Mushroom Picking, Elan Valley
The secret is out! Welsh cooking has recently undergone a transformation, and our local leeks, cheeses, seafood, and meats are being brought out of the shadows and combined in new and exciting ways. The “True Taste” movement to promote locally grown food means that your dish will be bursting with freshness and flavor.
With a 750-mile coastline and hundreds of sparkling-clean lakes and rivers, Wales has a superb variety of seafood. Oyster, mussel and scallop beds line the Welsh coast, lobsters have been re-introduced into the Menai Strait, sea trout - aka “sewin” - are plentiful and of course, don’t forget the seaweed! Wales’ famous laverbread is made from the laver seaweed, which is often mixed with oatmeal and served at breakfast with bacon and eggs.

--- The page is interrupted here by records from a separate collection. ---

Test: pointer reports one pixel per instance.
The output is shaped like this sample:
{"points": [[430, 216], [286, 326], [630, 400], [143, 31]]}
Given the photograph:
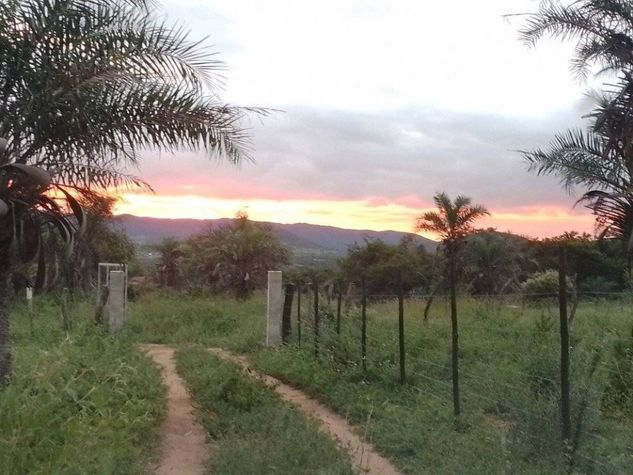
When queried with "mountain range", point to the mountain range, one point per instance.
{"points": [[304, 240]]}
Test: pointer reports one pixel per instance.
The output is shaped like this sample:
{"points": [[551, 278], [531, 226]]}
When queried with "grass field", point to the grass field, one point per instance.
{"points": [[80, 401], [252, 430], [53, 414], [509, 370]]}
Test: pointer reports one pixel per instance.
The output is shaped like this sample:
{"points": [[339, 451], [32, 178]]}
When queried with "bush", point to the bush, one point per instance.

Inland, the glory of Welsh cooking lies in our many mountains and valleys. Local lamb and beef are geared to the fine modern palate - lean and naturally free of additives. Wales produces its own milk and butter, too, as well as more than 50 different farmhouse cheeses, with regional variations and a wonderful range of flavors and textures. You can usually buy them from market stalls, local shops, and supermarkets. Traditional baked products such as “Bara Brith” (fruit loaf) or Welshcakes (griddle scones) will tempt at teatime.
And be sure to try some of our locally made ales and wines. Enjoy an excellent standard brew or something from the garden: elderberry wine, anyone?